La COP 21 a commencé ses travaux dimanche 29 novembre à 17 h sur le site du Bourget (Seine-Saint-Denis), vingt-quatre heures plus tôt que prévu. Elle devrait s’achever vendredi 11 décembre - ou vraisemblablement samedi matin 12. Pendant deux semaines d’intenses tractations, les 196 Etats-parties de la Convention-cadre des Nations Unies pour les changements climatiques (CCNUCC) devront définir ensemble un accord mondial visant à contenir le réchauffement climatique de 2°C d’ici la fin du siècle, par rapport à l’ère pré-industrielle.

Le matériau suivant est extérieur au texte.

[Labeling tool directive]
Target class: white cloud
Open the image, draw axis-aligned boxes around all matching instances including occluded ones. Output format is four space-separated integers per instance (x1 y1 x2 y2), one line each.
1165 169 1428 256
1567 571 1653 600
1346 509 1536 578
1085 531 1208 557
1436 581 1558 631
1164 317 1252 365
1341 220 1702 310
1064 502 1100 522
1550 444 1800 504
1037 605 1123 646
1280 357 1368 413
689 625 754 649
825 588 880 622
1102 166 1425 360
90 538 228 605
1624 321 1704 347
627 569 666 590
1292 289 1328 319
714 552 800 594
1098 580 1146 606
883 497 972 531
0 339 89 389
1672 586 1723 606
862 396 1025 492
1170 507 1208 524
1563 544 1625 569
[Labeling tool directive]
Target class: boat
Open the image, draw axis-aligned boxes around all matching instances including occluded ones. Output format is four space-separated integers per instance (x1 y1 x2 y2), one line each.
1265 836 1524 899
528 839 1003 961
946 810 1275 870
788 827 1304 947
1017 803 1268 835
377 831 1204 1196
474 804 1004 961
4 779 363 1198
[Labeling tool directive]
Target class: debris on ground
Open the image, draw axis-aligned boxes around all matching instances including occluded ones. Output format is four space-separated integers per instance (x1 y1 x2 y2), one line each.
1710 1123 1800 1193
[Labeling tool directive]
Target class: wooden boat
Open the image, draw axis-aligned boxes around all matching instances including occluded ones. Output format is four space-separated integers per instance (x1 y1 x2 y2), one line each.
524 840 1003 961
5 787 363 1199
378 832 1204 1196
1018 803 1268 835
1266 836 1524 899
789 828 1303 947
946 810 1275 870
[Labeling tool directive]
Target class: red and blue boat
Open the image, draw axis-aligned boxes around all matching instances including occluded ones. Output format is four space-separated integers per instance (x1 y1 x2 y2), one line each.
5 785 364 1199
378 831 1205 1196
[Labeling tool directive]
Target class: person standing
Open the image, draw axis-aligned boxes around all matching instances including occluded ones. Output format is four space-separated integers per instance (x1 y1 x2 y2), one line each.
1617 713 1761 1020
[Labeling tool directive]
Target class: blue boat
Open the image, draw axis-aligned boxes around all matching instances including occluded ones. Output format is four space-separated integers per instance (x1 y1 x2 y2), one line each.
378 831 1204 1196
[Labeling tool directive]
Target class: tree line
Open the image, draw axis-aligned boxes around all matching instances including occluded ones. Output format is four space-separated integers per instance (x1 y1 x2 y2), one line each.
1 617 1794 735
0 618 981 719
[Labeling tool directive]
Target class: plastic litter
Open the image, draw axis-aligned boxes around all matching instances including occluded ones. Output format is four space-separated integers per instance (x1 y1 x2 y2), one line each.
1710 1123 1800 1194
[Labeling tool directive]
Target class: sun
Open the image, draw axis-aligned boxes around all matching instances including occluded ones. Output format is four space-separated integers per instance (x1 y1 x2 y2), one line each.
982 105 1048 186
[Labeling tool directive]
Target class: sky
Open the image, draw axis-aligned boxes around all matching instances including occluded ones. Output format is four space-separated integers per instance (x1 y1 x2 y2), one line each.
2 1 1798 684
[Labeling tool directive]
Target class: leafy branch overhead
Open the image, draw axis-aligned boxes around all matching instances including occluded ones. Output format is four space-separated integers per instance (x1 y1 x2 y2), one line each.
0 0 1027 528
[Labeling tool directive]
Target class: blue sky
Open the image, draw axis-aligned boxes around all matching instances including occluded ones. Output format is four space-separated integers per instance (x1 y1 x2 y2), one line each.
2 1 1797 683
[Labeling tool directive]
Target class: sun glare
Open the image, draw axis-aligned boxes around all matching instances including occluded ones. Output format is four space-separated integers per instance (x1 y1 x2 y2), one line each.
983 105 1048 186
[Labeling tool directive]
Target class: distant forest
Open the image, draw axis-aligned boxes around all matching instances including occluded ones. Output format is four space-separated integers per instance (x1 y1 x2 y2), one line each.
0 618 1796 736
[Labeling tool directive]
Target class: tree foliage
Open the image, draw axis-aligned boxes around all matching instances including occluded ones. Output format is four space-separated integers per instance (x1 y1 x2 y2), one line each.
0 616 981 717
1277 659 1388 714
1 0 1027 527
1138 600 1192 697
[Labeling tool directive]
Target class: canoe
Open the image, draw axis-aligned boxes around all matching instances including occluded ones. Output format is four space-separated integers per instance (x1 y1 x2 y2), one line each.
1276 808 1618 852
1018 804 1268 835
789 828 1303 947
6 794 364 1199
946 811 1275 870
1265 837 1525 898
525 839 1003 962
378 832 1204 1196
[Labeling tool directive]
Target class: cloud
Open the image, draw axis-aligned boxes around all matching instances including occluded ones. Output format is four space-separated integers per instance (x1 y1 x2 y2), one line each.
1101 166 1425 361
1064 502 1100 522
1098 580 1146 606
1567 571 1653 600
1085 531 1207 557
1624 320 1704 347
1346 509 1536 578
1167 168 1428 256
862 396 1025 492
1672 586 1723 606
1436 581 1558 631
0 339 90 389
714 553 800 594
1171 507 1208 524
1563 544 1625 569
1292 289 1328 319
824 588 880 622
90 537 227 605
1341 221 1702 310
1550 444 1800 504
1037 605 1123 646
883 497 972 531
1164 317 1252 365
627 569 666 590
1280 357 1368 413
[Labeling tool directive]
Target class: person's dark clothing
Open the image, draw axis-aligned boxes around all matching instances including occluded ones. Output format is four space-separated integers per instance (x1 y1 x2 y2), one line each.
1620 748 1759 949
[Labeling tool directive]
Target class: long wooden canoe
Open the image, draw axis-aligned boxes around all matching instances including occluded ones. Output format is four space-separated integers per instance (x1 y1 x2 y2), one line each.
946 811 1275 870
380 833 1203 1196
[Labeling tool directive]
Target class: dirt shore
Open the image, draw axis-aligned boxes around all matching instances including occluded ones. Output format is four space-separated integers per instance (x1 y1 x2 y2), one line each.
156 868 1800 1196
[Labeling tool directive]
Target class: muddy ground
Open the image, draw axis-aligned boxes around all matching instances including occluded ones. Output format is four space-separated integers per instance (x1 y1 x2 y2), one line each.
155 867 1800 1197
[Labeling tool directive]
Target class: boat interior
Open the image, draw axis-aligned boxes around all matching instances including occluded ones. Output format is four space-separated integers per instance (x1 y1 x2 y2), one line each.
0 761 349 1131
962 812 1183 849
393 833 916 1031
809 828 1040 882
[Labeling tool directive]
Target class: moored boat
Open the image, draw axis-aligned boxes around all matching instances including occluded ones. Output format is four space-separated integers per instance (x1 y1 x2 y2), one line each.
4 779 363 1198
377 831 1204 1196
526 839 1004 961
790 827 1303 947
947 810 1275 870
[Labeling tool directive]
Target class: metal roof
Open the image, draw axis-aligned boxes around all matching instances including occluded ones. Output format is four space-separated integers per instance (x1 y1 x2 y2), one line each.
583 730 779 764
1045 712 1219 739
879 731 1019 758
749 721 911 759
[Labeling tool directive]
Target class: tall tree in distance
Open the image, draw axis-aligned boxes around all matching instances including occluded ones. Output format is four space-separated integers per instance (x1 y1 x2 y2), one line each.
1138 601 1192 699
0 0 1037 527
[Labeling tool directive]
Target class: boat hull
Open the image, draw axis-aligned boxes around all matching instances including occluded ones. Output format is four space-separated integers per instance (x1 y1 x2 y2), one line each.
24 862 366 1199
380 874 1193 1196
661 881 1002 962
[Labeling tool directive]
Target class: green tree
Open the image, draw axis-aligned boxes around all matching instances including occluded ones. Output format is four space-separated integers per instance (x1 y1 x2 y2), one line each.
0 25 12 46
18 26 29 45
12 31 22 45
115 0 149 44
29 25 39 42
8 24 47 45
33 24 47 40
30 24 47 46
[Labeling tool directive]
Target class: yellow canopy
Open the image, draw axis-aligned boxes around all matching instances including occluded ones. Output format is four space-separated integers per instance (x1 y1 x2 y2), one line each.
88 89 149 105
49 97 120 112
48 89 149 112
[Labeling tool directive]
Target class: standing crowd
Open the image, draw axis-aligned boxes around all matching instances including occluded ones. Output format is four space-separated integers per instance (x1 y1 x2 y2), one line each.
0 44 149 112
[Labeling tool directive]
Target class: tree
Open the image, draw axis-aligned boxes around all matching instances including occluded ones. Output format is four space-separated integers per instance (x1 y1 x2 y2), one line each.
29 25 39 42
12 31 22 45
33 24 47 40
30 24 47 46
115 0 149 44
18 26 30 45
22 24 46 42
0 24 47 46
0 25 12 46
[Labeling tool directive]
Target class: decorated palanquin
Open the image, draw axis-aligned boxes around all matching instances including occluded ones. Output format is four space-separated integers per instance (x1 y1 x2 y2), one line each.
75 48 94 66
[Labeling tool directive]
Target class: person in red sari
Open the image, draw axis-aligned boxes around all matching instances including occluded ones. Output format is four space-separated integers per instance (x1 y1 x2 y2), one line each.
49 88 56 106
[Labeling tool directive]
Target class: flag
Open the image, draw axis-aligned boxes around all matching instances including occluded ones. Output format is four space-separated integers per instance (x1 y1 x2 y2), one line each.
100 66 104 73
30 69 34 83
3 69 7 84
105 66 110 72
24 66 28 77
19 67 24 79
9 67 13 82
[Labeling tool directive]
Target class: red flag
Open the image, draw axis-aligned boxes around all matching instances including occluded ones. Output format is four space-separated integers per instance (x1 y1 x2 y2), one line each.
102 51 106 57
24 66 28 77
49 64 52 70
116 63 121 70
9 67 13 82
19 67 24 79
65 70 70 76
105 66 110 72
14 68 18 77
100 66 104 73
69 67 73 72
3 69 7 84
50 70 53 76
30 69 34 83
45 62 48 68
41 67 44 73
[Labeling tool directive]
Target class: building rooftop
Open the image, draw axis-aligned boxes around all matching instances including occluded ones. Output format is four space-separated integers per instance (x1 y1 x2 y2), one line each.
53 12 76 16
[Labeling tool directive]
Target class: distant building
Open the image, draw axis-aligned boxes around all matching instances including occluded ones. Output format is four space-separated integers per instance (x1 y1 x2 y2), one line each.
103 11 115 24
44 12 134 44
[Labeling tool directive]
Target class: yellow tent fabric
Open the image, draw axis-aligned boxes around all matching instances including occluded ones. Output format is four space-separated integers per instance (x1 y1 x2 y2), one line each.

Quels sont les enjeux et les sujets de désaccords ? Quel est le programme des négociations ?
Les enjeux

Les sessions de négociations qui se sont succédées depuis la COP 20 de Lima, n’ont pas permis de préciser le projet d’accord. Le texte issu de la dernière réunion de Bonn, du 19 au 23 octobre, compte toujours 55 pages et contient de nombreuses options contradictoires. Pays développés et pays en développement s’affrontent régulièrement sur le principe de « responsabilité commune mais différenciée ». Celui-ci exprime le fait que les pays du nord sont les responsables historiques des émissions de gaz à effet de serre et qu’ils doivent venir en aide aux pays du Sud, principales victimes du dérèglement du climat.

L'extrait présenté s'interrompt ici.